Paolo Vertemati  (Un Puerto sin Indias).- Una voz me alertó mientras terminaba el café, dejando la taza sobre el mostrador me dirigí hacia recepción tras dejar el euro con veinte del café, al menos el café era barato. 

En recepción me explicaron que tenían una habitación libre, pero solo para una noche. Aquello no pintaba bien. Le expliqué que mi intención era alojarme hasta encontrar un piso de alquiler. La cara del recepcionista parecía no entender lo que le decía, pero al menos me comentó que si no me importaba ir cambiando de habitación, podría alojarme en una habitación normal, y que en caso de que la necesitasen me irían pasando a una de servicio que tenían para urgencias, más pequeña, pero acogedora, al menos, aquello me daba una solución temporal.

Subí a mi habitación tras registrarme, y tras una ducha y siendo ya bastante tarde, al menos para lo que estaba acostumbrado, bajé a cenar algo tras una buena ducha.

Las calles, ya de por sí desiertas, a las once de la noche aparecían como si fueran las cinco de la mañana. Los pocos bares de la zona que no eran de copas me sugerían cocinas cerradas y tapas frías. Tras dos cervezas y una tapa de ensaladilla en un bonito local con grandes arcos, rodeado de locales cerrados, me dispuse a volver al hotel.

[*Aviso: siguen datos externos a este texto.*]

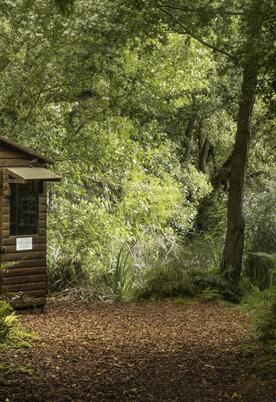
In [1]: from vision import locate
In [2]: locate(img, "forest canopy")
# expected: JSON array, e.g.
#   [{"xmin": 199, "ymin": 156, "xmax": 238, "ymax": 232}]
[{"xmin": 0, "ymin": 0, "xmax": 276, "ymax": 298}]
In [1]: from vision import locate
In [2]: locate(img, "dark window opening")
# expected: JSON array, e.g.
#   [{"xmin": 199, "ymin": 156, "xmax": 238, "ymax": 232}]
[{"xmin": 10, "ymin": 182, "xmax": 39, "ymax": 236}]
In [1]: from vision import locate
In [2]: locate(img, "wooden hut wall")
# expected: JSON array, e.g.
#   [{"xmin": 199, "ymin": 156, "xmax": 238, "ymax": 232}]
[{"xmin": 0, "ymin": 146, "xmax": 47, "ymax": 307}]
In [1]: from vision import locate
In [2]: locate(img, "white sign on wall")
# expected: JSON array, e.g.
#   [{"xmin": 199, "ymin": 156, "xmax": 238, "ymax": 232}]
[{"xmin": 16, "ymin": 237, "xmax": 33, "ymax": 251}]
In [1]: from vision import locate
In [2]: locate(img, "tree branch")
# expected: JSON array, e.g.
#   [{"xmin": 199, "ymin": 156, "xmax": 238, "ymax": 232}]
[
  {"xmin": 159, "ymin": 7, "xmax": 237, "ymax": 64},
  {"xmin": 157, "ymin": 3, "xmax": 244, "ymax": 16}
]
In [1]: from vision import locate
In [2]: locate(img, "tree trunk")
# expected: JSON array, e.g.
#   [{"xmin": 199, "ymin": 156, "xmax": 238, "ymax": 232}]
[
  {"xmin": 182, "ymin": 115, "xmax": 196, "ymax": 163},
  {"xmin": 221, "ymin": 0, "xmax": 261, "ymax": 284}
]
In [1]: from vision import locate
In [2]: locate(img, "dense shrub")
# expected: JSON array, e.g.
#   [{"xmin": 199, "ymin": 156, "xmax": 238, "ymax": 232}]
[
  {"xmin": 0, "ymin": 300, "xmax": 37, "ymax": 348},
  {"xmin": 245, "ymin": 191, "xmax": 276, "ymax": 290},
  {"xmin": 134, "ymin": 264, "xmax": 196, "ymax": 299}
]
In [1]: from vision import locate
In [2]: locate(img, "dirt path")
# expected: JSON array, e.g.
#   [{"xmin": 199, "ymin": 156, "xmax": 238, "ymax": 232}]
[{"xmin": 0, "ymin": 302, "xmax": 276, "ymax": 402}]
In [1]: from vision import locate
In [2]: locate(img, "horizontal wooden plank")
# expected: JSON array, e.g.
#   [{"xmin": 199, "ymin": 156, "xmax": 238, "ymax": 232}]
[
  {"xmin": 2, "ymin": 274, "xmax": 47, "ymax": 286},
  {"xmin": 2, "ymin": 228, "xmax": 46, "ymax": 239},
  {"xmin": 0, "ymin": 149, "xmax": 29, "ymax": 160},
  {"xmin": 3, "ymin": 255, "xmax": 47, "ymax": 269},
  {"xmin": 3, "ymin": 265, "xmax": 46, "ymax": 278},
  {"xmin": 19, "ymin": 289, "xmax": 47, "ymax": 297},
  {"xmin": 1, "ymin": 195, "xmax": 47, "ymax": 207},
  {"xmin": 2, "ymin": 235, "xmax": 46, "ymax": 247},
  {"xmin": 2, "ymin": 251, "xmax": 46, "ymax": 265},
  {"xmin": 2, "ymin": 212, "xmax": 47, "ymax": 223},
  {"xmin": 11, "ymin": 296, "xmax": 47, "ymax": 309},
  {"xmin": 0, "ymin": 159, "xmax": 32, "ymax": 167},
  {"xmin": 5, "ymin": 243, "xmax": 46, "ymax": 254},
  {"xmin": 2, "ymin": 281, "xmax": 46, "ymax": 292}
]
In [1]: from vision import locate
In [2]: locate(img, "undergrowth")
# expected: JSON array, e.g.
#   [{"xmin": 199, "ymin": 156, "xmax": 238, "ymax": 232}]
[{"xmin": 0, "ymin": 300, "xmax": 37, "ymax": 349}]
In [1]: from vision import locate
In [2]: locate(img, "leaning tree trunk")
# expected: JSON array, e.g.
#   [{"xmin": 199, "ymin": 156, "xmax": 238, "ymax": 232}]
[{"xmin": 222, "ymin": 0, "xmax": 261, "ymax": 283}]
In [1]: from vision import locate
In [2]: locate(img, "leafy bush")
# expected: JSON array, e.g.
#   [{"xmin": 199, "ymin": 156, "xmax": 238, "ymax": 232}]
[
  {"xmin": 48, "ymin": 248, "xmax": 87, "ymax": 292},
  {"xmin": 90, "ymin": 246, "xmax": 134, "ymax": 300},
  {"xmin": 254, "ymin": 286, "xmax": 276, "ymax": 354},
  {"xmin": 0, "ymin": 300, "xmax": 36, "ymax": 347},
  {"xmin": 134, "ymin": 263, "xmax": 196, "ymax": 299},
  {"xmin": 245, "ymin": 191, "xmax": 276, "ymax": 290}
]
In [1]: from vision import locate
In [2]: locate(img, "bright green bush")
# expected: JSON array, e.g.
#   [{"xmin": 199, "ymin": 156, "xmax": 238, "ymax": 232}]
[
  {"xmin": 134, "ymin": 264, "xmax": 196, "ymax": 299},
  {"xmin": 0, "ymin": 300, "xmax": 37, "ymax": 348}
]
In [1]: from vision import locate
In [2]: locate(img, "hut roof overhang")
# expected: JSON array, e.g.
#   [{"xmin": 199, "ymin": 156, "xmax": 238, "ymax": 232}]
[
  {"xmin": 6, "ymin": 167, "xmax": 61, "ymax": 183},
  {"xmin": 0, "ymin": 136, "xmax": 55, "ymax": 165}
]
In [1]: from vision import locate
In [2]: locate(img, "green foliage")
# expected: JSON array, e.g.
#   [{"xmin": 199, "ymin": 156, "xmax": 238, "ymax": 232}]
[
  {"xmin": 134, "ymin": 264, "xmax": 196, "ymax": 300},
  {"xmin": 0, "ymin": 300, "xmax": 37, "ymax": 348},
  {"xmin": 246, "ymin": 190, "xmax": 276, "ymax": 290},
  {"xmin": 243, "ymin": 285, "xmax": 276, "ymax": 352}
]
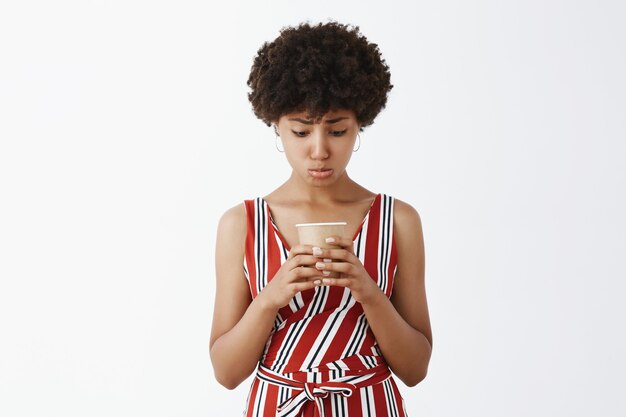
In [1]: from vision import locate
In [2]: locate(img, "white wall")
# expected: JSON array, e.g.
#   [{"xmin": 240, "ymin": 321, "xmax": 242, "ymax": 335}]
[{"xmin": 0, "ymin": 0, "xmax": 626, "ymax": 417}]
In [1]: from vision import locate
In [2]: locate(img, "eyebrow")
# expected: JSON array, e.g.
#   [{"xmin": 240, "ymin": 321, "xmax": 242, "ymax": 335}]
[{"xmin": 288, "ymin": 116, "xmax": 347, "ymax": 125}]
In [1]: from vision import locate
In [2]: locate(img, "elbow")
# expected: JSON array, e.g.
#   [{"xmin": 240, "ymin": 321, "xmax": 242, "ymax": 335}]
[
  {"xmin": 210, "ymin": 351, "xmax": 243, "ymax": 390},
  {"xmin": 213, "ymin": 365, "xmax": 243, "ymax": 390},
  {"xmin": 398, "ymin": 369, "xmax": 428, "ymax": 387},
  {"xmin": 215, "ymin": 374, "xmax": 241, "ymax": 390}
]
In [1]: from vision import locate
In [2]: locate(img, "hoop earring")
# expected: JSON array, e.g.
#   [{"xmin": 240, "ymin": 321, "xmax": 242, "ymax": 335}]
[
  {"xmin": 274, "ymin": 135, "xmax": 285, "ymax": 153},
  {"xmin": 352, "ymin": 133, "xmax": 361, "ymax": 152}
]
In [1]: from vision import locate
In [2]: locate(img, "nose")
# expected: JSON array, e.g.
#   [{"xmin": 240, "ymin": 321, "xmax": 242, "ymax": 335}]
[{"xmin": 311, "ymin": 129, "xmax": 328, "ymax": 159}]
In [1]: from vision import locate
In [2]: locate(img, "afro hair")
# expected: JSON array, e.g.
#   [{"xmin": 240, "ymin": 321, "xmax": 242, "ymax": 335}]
[{"xmin": 248, "ymin": 21, "xmax": 393, "ymax": 129}]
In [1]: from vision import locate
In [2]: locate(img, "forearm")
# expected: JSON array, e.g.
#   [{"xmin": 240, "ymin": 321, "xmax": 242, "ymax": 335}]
[
  {"xmin": 210, "ymin": 292, "xmax": 277, "ymax": 389},
  {"xmin": 363, "ymin": 292, "xmax": 431, "ymax": 386}
]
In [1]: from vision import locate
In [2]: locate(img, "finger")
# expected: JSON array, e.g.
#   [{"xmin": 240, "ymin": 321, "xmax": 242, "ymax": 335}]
[
  {"xmin": 326, "ymin": 235, "xmax": 354, "ymax": 252},
  {"xmin": 288, "ymin": 254, "xmax": 319, "ymax": 270},
  {"xmin": 322, "ymin": 278, "xmax": 352, "ymax": 288},
  {"xmin": 287, "ymin": 266, "xmax": 323, "ymax": 282},
  {"xmin": 289, "ymin": 279, "xmax": 322, "ymax": 292},
  {"xmin": 315, "ymin": 262, "xmax": 355, "ymax": 275},
  {"xmin": 287, "ymin": 245, "xmax": 313, "ymax": 259},
  {"xmin": 313, "ymin": 248, "xmax": 357, "ymax": 263}
]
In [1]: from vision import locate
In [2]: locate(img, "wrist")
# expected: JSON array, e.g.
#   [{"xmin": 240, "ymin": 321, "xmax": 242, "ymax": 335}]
[
  {"xmin": 254, "ymin": 291, "xmax": 279, "ymax": 316},
  {"xmin": 361, "ymin": 284, "xmax": 389, "ymax": 308}
]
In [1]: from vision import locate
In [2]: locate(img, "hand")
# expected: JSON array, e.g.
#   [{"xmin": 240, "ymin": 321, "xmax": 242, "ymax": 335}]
[
  {"xmin": 316, "ymin": 236, "xmax": 384, "ymax": 304},
  {"xmin": 259, "ymin": 245, "xmax": 323, "ymax": 310}
]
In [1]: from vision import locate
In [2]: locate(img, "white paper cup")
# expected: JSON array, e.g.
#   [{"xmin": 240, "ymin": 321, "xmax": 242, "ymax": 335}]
[{"xmin": 296, "ymin": 222, "xmax": 348, "ymax": 277}]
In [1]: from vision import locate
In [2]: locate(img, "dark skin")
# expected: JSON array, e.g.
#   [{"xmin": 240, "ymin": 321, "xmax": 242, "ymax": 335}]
[{"xmin": 210, "ymin": 110, "xmax": 432, "ymax": 389}]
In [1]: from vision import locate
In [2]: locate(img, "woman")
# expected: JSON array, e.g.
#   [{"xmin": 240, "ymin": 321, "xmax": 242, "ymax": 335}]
[{"xmin": 210, "ymin": 22, "xmax": 432, "ymax": 417}]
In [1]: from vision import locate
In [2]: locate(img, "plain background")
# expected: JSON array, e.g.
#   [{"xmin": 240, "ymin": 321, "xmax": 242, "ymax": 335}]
[{"xmin": 0, "ymin": 0, "xmax": 626, "ymax": 417}]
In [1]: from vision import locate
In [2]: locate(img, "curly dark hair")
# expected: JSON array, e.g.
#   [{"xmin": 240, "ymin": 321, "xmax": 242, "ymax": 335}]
[{"xmin": 248, "ymin": 21, "xmax": 393, "ymax": 129}]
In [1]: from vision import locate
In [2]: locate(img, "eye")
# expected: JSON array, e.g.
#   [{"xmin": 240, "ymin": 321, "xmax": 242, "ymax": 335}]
[
  {"xmin": 291, "ymin": 129, "xmax": 308, "ymax": 138},
  {"xmin": 330, "ymin": 129, "xmax": 348, "ymax": 136}
]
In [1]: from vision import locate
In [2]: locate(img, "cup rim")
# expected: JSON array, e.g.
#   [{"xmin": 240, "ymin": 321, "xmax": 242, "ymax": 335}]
[{"xmin": 296, "ymin": 222, "xmax": 348, "ymax": 227}]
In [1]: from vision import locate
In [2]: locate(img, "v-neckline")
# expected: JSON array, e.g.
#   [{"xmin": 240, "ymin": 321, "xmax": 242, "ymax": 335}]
[{"xmin": 261, "ymin": 193, "xmax": 381, "ymax": 251}]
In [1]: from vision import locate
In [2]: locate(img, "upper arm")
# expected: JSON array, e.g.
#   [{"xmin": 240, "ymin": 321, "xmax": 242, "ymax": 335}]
[
  {"xmin": 391, "ymin": 199, "xmax": 433, "ymax": 347},
  {"xmin": 209, "ymin": 203, "xmax": 252, "ymax": 347}
]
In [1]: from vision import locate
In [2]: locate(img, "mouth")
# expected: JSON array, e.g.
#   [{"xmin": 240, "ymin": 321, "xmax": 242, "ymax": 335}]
[{"xmin": 309, "ymin": 168, "xmax": 333, "ymax": 178}]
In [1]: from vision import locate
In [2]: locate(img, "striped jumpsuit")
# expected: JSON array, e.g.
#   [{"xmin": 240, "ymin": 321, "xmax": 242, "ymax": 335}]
[{"xmin": 243, "ymin": 194, "xmax": 406, "ymax": 417}]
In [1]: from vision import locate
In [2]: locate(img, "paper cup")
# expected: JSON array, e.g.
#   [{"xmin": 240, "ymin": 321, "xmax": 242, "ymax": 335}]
[{"xmin": 296, "ymin": 222, "xmax": 348, "ymax": 278}]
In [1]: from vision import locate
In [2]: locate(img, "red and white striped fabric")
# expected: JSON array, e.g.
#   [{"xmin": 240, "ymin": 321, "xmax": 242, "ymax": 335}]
[{"xmin": 239, "ymin": 194, "xmax": 406, "ymax": 417}]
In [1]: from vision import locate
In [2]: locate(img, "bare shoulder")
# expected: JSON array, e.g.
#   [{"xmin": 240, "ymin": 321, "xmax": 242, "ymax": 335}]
[
  {"xmin": 217, "ymin": 202, "xmax": 247, "ymax": 242},
  {"xmin": 393, "ymin": 198, "xmax": 422, "ymax": 235}
]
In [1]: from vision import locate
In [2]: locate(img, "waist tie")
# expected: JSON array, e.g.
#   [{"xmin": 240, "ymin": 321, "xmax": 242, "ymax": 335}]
[{"xmin": 256, "ymin": 364, "xmax": 391, "ymax": 417}]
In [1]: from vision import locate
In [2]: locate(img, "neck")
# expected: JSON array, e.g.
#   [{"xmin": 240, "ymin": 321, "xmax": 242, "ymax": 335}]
[{"xmin": 280, "ymin": 171, "xmax": 362, "ymax": 204}]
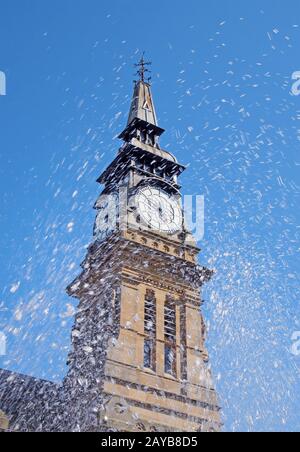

Ya me había fijado en el local al pasar, y su olor no me dejó indiferente. Varios parroquianos ocupaban la barra, estaba lleno, pero no hacía falta mucha gente para llenarlo. Entré y me acomodé cerca de la entrada de los servicios. La cerveza llegó rápidamente, y entonces, el olor de las hamburguesas me dejó hechizado.

Cuando ya devoraba más de la mitad, un tipo mugriento con una guitarra me comenzó a interrumpir. Al parecer no era posible estar tranquilo ni cinco minutos en esta ciudad. Viendo que nadie le hacía caso, se sentó en unas mesas que había en el callejón, al parecer, la puerta que daba al mismo era una terraza, luego descubriría que estaba en la misma calle que mi hotel.

Las notas llegaban desentonadas, pero el cante era mejor no escucharlo. Se me acabó la cerveza y la hamburguesa, y un señor bajito con bigote que había a mi lado me recomendó probar el sándwich de vegetal. No sé porque le haría caso, pero lo pedí, junto con otra cerveza para mí, y otra para mi cicerone, pues desde entonces aquel sujeto no se separaría de mí cada vez que me encontraba… curiosamente siempre lo hacía, y nunca, jamás, me invitó.

Llevaba razón aquel sándwich era el mejor que había probado en mi vida. Al poco comenzó a llegar gente, por lo que decían debían de ser camareros de la zona que acudían a la ultima fortaleza, en un abrir y cerrar de ojos me vi envuelto en un extraño juego donde las cervezas no paraban de circular, todo como consecuencia de tres monedas que se pasaban de mano a mano teniendo que averiguar cuantas había en total, algo muy extraño que me enamoró… después de perder cinco veces y pagar cinco rondas, la noche siguió y siguió hasta que ocurrió lo más extraño que pudiera sucederme.